The growing importance of applications based on machine learning is driving the need to develop dedicated, energy-efficient electronic hardware. Compared with von Neumann architectures, which have separate processing and storage units, brain-inspired in-memory computing uses the same basic device structure for logic operations and data storage1–3, thus promising to reduce the energy cost of data-centred computing substantially4. Although there is ample research focused on exploring new device architectures, the engineering of material platforms suitable for such device designs remains a challenge. Two-dimensional materials5,6 such as semiconducting molybdenum disulphide, MoS2, could be promising candidates for such platforms thanks to their exceptional electrical and mechanical properties7–9. Here we report our exploration of large-area MoS2 as an active channel material for developing logic-in-memory devices and circuits based on floating-gate field-effect transistors (FGFETs).
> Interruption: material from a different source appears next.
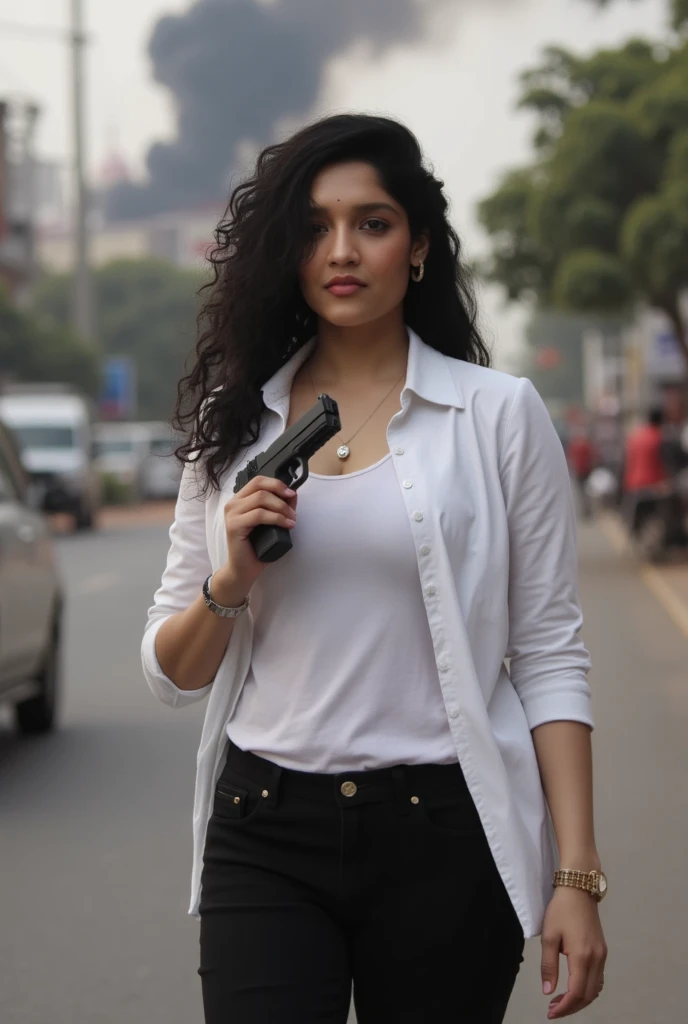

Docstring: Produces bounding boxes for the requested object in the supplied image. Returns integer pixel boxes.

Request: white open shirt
[141,331,593,938]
The conductance of our FGFETs can be precisely and continuously tuned, allowing us to use them as building blocks for reconfigurable logic circuits in which logic operations can be directly performed using the memory elements. After demonstrating a programmable NOR gate, we show that this design can be simply extended to implement more complex programmable logic and a functionally complete set of operations. Our findings highlight the potential of atomically thin semiconductors for the development of next-generation low-power electronics.

Suggested Citation

  • Guilherme Migliato Marega & Yanfei Zhao & Ahmet Avsar & Zhenyu Wang & Mukesh Tripathi & Aleksandra Radenovic & Andras Kis, 2020. "Logic-in-memory based on an atomically thin semiconductor," Nature, Nature, vol. 587(7832), pages 72-77, November.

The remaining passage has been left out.